To present a novel method of tumor radiosensitization through Hsp27 knockdown using locked nucleic acid (LNA) and to investigate the role of Hsp27 in DNA double strand break (DSB) repair.

METHODS AND MATERIALS:

Clonogenic survival assays, immunoblotting, the proximity ligation assay, and γH2AX foci analysis were conducted in SQ20B and FaDu human head-and-neck cancer cell lines treated with Hsp27 LNA and Hsp27 short hairpin RNA (shRNA). Additionally, nude mice with FaDu flank tumors were treated with fractionated radiation therapy after pretreatment with Hsp27 LNA and monitored for tumor growth.

RESULTS:

Hsp27 LNA and Hsp27 shRNA radiosensitized head-and-neck cancer cell lines in an Hsp27-dependent manner. Ataxia-Telangectasia Mutated-mediated DNA repair signaling was impaired in irradiated cells with Hsp27 knockdown. ATM kinase inhibition abrogated the radiosensitizing effect of Hsp27. Furthermore, Hsp27 LNA and shRNA both attenuated DNA repair kinetics after radiation, and Hsp27 was found to colocalize with ATM in both untreated and irradiated cells.
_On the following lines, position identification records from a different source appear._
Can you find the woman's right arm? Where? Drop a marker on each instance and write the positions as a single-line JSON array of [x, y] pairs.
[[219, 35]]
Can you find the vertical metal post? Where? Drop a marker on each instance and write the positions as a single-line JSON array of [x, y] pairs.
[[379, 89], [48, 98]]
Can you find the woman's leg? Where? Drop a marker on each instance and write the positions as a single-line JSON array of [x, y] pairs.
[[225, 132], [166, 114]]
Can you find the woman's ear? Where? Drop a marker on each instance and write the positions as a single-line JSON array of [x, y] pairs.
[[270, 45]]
Last, combined radiation and Hsp27 LNA treatment in tumor xenografts in nude mice suppressed tumor growth compared with either treatment alone.

CONCLUSIONS:

These results support a radiosensitizing property of Hsp27 LNA in vitro and in vivo, implicate Hsp27 in double strand break repair, and suggest that Hsp27 LNA might eventually serve as an effective clinical agent in the radiotherapy of head-and-neck cancer.

PMID:
23849696
DOI:
10.1016/j.ijrobp.2013.05.028
[Indexed for MEDLINE]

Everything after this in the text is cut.